方謙平靜的看著他,道“我并沒有在神殿之中任職,你無需以下屬之禮待我。”
陳八尺低著頭,惶恐道“大人這是哪里話,您是知守觀之人,就算司座大人在您面前也矮上一頭,何況小人。”
方謙微微一笑,道“我見過的洞玄修行者之中,論不要臉你當屬第一。”
陳八尺臉色微微發僵,卻是依然保持著極為恭謹的神情。
“大人謬贊了。”
方謙嘆息一聲,實在不想繼續看他演戲,便直接道“你找我來到底有何事”
陳八尺立馬便將之前給酌之華的解釋說了一遍,把之前所有的責任全部推到了曲妮身上。
看他說的有聲有色,似乎發自肺腑,方謙忍不住在心里給他了一個雙擊。
他冷漠的看著他說道”“同為響應神殿號召而來的同僚,月輪國如此做派,分明是沒有將神殿的諭旨放在眼里,我希望等到了左帳王庭,你還是這個說辭。”

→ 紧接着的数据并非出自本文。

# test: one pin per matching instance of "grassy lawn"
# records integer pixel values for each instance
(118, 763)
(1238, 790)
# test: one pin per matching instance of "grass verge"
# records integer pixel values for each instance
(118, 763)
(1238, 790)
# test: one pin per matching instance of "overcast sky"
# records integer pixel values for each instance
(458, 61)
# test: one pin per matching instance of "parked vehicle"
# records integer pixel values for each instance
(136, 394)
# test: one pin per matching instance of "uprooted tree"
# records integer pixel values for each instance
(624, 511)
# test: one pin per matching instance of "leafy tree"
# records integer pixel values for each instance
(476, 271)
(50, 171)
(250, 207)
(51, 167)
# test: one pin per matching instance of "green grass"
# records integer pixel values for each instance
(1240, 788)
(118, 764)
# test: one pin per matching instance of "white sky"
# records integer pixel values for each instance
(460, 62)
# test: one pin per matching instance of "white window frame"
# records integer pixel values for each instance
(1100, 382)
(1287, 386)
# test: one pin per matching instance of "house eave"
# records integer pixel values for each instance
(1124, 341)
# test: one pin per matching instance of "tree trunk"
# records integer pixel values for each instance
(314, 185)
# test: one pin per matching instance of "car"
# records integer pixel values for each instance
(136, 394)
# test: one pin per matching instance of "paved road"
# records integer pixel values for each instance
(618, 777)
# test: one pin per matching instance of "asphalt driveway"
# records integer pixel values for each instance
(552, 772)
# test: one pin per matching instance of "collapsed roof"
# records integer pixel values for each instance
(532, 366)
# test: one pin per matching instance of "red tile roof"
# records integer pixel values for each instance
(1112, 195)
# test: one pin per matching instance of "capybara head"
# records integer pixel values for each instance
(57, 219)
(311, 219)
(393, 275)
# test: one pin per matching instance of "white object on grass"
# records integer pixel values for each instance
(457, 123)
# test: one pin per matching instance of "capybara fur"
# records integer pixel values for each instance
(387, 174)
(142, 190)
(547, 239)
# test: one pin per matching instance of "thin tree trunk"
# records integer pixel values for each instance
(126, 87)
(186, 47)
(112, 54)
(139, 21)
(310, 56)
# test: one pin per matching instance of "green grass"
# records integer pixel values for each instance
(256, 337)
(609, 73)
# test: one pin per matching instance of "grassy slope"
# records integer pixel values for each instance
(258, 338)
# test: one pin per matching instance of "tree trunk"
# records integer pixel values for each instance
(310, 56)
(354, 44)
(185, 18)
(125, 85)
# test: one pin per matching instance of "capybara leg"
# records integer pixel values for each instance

陳八尺瞬間便明白了其中的意思,于是他立刻一臉肅然的拍著胸脯道“您放心,這本就是曲妮那個老家伙包藏禍心,屬下到時候一定全力指證于她。”
方謙看了一眼草甸上那個老邁的身軀,冷笑一聲,他早就看這個不要臉的老家伙不順眼了,這次就找個機會給她個教訓,讓她以后少出來做點妖。
“好了,你該干嘛干嘛去,以后沒事別找我。”
說完,他就直接走了,跟陳八尺呆久了,他真有點怕被他帶偏了。
明明是一言不合就動手講道理的世界,怎么就變成溜須拍馬的職場生活了
之后的日子里,因為月輪和墨池苑之間本就有著齷齪,再加上之前的事情,二者之間的關系可以說是冷到了極點,雖是同樣的目的地,但一路上都是相隔甚遠,有種老死不相往來的感覺。
方謙倒是感覺不到那種氣氛,他一直呆在馬車上照顧莫山山,變著法的拿些好吃的出來,倒是把本來有些清瘦的莫山山養的豐腴了幾分。
尤其是此次之后,他能夠明顯感覺到莫山山對他比之前不一樣了許多,似乎更容易害羞,也更容易生氣了。
他們一行深入荒原,由東北再折西北,便漸漸看見了天穹遠處那抹仿佛處于云間的山影。
這是岷山,世間最雄奇險長的山脈,從荒原深處連綿延展到臨近長安城的所在,如同世上天南地北間的一柄長劍,分割了東西。
岷山中段有一座被蠻人稱作扎什的山,翻譯過來便是天棄山,被昊天所遺棄的山。
天棄山的東面有一片肥沃的草場,左帳王庭便在此處。
時已隆冬,天寒地凍,不過此處的草場卻仍有不少地上生著茵茵青草,凜冽的冬風在這里似乎也變暖了許多。
草場上一片片連綿起伏的白色帳篷,如同一大團白云聚在一起,走近這些帳篷,便仿佛踏上了天穹一般。
百名神殿騎兵,幾十燕騎,百余運糧的車夫,加上墨池苑的數十人,看上去氣勢極為不凡,有種來勢洶洶的感覺。
而不遠處,月輪國的隊伍只有寥寥二三十人,倒頗有幾分凄涼之意。
王庭的一支騎兵將兩支隊伍分別迎了進來,許多人的目光都極為怪異,尤其是中原其他各國的使者護衛。
千余馬賊被殲滅,如此一個不過百十人的糧隊幾乎毫發無損。